None of the students will proceed to trial as a result of the students’ no contest plea. Instead, they are to appear in court on June 29 for a sentencing hearing and on June 30 for a restitution hearing. Although Judge Guy said the students are “not likely” to receive the maximum consequences for the misdemeanors, they could technically face up to six months in county jail for public nuisance and one year for resisting arrest. She said she plans to sentence them to 30 days each.
While the students have received stark criticism for their actions from community members and students, Nixon said the attention placed upon the “Highway Six” needs to be shifted to include the greater context.

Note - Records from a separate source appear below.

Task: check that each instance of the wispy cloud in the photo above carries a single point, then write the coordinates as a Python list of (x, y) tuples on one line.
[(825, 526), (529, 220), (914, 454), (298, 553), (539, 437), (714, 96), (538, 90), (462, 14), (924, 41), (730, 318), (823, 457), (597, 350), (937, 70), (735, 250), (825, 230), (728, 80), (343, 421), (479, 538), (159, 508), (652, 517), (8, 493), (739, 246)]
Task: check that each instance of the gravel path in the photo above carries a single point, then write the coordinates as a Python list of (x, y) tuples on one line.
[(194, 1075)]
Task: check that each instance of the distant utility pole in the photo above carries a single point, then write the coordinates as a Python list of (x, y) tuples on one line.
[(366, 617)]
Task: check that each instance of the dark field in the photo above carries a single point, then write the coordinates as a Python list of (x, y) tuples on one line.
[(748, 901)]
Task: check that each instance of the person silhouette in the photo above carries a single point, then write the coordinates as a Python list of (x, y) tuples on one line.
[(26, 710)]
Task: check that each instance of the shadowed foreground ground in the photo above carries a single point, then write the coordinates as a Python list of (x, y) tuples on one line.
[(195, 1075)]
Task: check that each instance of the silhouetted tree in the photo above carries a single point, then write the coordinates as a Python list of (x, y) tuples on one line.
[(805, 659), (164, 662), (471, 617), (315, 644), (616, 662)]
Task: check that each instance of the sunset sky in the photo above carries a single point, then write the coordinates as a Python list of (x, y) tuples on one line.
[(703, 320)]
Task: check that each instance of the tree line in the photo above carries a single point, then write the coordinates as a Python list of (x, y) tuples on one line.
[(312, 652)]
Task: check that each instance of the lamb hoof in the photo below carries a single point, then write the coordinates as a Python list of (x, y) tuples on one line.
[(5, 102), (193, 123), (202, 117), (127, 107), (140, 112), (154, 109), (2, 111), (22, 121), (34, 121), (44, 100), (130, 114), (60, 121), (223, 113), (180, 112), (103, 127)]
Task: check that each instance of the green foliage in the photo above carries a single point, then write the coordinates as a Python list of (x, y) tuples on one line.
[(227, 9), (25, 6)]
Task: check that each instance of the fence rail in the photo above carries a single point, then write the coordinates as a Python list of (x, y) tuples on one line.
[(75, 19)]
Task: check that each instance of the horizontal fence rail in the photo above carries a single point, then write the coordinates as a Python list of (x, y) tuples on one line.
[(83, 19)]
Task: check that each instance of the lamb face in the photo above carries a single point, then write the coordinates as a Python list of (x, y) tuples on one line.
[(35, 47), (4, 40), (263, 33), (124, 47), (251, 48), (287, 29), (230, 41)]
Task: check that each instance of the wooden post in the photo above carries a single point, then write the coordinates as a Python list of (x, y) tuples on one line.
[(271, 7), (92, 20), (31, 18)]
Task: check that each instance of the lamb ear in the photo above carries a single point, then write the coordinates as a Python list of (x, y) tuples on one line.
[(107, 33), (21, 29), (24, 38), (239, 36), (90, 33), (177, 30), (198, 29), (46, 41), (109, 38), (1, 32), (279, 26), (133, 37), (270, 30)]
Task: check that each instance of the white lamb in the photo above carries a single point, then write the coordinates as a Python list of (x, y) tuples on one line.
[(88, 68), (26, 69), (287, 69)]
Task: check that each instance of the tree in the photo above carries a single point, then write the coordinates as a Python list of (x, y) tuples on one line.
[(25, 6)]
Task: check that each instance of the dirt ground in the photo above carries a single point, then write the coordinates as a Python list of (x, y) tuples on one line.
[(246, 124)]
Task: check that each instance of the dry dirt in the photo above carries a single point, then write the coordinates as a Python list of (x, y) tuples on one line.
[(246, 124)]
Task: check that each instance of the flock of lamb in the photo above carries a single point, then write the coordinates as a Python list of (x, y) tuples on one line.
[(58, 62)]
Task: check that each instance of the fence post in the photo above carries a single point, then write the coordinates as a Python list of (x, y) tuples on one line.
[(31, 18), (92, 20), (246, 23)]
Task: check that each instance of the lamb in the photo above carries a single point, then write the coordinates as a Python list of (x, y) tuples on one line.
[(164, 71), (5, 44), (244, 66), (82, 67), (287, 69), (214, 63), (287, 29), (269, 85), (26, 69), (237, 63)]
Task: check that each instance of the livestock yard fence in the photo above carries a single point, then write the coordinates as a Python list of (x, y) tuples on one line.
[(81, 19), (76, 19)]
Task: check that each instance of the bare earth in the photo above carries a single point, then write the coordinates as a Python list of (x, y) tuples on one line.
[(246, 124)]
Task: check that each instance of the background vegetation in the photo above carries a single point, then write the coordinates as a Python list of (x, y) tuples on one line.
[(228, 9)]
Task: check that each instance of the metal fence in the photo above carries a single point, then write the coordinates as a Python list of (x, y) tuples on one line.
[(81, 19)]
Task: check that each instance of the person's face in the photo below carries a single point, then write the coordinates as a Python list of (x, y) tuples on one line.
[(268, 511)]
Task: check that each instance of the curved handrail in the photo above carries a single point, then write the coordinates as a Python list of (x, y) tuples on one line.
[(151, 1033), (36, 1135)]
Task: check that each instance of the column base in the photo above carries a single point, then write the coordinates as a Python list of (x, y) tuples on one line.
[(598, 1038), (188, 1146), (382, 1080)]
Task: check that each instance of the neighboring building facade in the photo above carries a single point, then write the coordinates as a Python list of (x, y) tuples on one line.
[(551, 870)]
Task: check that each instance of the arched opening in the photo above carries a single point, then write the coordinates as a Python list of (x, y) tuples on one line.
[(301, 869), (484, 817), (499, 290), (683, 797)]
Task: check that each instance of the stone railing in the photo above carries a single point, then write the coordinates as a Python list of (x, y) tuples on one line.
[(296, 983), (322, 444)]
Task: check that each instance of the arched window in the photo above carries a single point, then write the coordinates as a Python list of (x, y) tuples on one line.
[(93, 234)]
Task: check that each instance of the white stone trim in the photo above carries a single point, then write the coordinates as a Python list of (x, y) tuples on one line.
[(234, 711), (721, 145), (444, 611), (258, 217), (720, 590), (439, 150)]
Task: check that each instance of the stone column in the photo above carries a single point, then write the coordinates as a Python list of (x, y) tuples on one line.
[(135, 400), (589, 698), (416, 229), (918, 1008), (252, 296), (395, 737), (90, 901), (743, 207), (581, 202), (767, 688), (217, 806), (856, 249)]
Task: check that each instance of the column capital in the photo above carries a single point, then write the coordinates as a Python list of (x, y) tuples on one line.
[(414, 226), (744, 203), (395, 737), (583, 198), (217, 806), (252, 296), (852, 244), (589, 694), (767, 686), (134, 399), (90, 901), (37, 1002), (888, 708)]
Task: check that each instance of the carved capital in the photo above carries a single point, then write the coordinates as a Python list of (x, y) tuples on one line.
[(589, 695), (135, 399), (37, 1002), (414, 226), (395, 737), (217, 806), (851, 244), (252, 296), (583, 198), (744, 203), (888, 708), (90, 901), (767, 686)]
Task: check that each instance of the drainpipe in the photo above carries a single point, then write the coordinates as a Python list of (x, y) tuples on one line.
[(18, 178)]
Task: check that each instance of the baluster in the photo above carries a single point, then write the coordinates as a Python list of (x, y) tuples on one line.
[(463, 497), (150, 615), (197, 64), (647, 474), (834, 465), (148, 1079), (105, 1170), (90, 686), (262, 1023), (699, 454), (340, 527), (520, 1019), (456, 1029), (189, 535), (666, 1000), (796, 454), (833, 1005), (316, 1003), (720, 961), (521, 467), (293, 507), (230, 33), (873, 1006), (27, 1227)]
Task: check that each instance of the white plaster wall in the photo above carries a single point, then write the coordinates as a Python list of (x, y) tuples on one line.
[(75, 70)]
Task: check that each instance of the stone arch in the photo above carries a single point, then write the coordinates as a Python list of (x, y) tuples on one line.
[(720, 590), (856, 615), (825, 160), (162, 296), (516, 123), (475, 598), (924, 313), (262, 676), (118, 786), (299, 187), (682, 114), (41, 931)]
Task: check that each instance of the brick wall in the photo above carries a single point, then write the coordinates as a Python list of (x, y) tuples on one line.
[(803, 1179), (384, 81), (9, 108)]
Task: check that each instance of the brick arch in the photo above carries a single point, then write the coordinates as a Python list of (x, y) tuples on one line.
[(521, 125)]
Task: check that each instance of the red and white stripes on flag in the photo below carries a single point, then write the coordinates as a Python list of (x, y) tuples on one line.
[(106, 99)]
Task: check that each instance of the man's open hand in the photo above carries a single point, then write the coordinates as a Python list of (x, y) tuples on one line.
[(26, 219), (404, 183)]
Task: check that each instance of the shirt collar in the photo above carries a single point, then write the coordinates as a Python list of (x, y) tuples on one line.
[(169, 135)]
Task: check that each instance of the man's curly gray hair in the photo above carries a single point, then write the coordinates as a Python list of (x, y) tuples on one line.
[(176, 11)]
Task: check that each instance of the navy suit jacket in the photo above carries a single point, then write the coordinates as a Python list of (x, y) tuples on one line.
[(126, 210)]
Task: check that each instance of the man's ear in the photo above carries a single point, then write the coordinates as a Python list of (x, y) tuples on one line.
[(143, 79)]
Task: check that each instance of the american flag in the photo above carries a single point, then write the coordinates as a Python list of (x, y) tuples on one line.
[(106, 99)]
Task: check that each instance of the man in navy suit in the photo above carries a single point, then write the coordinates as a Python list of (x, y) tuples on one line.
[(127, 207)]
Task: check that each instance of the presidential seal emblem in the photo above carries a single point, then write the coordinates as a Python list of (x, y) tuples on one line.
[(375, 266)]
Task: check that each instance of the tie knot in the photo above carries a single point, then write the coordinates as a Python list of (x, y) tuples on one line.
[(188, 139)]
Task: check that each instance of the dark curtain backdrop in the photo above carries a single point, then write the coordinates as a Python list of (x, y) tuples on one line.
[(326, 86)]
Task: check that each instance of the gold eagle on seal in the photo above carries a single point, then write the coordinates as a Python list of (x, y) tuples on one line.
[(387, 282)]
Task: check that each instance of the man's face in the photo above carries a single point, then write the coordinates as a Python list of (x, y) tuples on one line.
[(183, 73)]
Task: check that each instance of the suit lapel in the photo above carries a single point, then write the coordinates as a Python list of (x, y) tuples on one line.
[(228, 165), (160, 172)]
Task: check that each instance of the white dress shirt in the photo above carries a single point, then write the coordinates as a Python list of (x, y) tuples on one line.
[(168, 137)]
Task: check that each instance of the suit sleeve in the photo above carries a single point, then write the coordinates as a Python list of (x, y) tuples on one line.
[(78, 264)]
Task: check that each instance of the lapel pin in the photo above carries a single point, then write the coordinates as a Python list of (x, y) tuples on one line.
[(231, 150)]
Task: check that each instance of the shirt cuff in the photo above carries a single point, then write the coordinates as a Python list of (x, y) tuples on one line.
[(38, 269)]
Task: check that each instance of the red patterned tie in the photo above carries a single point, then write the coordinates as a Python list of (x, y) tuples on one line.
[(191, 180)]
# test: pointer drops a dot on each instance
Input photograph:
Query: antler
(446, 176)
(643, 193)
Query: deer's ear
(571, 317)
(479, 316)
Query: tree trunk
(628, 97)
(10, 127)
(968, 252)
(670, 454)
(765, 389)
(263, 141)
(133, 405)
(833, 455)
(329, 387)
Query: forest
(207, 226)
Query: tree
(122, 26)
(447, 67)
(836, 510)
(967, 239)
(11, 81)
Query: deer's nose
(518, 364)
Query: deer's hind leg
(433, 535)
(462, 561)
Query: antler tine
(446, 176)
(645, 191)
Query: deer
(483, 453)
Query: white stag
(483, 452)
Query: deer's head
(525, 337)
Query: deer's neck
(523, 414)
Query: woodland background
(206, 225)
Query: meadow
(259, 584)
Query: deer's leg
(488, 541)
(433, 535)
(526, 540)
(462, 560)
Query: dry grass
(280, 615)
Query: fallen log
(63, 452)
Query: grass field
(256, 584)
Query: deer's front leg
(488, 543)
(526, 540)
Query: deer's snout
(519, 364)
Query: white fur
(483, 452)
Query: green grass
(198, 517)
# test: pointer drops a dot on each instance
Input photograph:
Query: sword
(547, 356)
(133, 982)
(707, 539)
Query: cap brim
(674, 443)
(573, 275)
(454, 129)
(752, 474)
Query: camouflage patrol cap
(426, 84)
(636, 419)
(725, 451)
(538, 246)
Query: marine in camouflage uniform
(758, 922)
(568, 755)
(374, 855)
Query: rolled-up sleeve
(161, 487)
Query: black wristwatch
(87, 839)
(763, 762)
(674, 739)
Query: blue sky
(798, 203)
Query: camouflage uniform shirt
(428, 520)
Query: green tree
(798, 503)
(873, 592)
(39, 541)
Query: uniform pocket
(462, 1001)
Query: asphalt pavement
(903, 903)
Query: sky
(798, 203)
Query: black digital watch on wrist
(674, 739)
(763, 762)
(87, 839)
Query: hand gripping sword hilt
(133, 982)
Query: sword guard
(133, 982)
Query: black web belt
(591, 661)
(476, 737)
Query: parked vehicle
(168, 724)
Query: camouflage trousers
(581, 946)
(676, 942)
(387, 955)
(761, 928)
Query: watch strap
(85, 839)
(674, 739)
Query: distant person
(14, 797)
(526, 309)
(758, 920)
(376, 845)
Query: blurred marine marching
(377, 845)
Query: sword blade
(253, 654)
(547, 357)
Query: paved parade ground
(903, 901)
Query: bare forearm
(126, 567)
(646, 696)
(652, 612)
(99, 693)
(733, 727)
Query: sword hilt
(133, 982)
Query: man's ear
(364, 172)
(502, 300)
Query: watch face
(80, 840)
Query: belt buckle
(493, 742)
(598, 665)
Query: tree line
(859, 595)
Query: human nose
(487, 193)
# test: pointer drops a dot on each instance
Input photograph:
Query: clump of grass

“It is crucial the media attention and community focus shift from this one action of civil disobedience and onto the more important matters at hand,” Nixon said. “Public education is failing all across the state, police have killed almost 400 people in 2015 alone, our tax dollars are very blatantly being spent to incarcerate instead of educate.”
Second-year “Highway Six” protester Ethan Pezzolo echoed Nixon’s weariness of the conversation around civil disobedience as he stepped forward to read his statement to the press. Pezzolo said despite his portrayal by the community, he “is not a criminal.”
“Our actions on March 3 were to raise the public’s awareness around the real criminals, the ones in power,” Pezzolo said. “The university and the state chose our fate when they decided to put profit over people.”
Following UC President Janet Napolitano’s November decision to increase UC tuition five percent each year for the next five years, students across the UC system pushed to have the decision repealed — occupying buildings, marching throughout their campus rallying for support, filing into the Board of regents meeting, and, in the case of Highway Six, shutting down the highway.
The decision to raise tuition follows a three-year tuition freeze, and raises the tuition to $12,192, almost triple of what it was 15 years ago. During the press conference Sophia DiMatteo nervously shifted around as she said she worries about the debt she is assuming to get through school.
“This debt burden is something we shouldn’t have to worry about at a public institution which was designed to be free for California residents,” DiMatteo said. “With tuition going up 27 percent in the next five years, by the time my little sister goes to college, school will cost her just under $40,000.”
The defense attorneys continue to seek people to testify on the students’ behalf during the June sentencing hearing, and Santa Cruz Superior Judge Guy has set a deadline of June 24 to submit a list of anyone who will testify on June 29.
“From Ferguson, to Palestine, to New York, to Baltimore, to Santa Cruz, the students and marginalized people all over the world have had enough,” Pezzolo said. “We will not stand for a system that was designed to dehumanize and enslave us behind bars and behind lifelong debt.”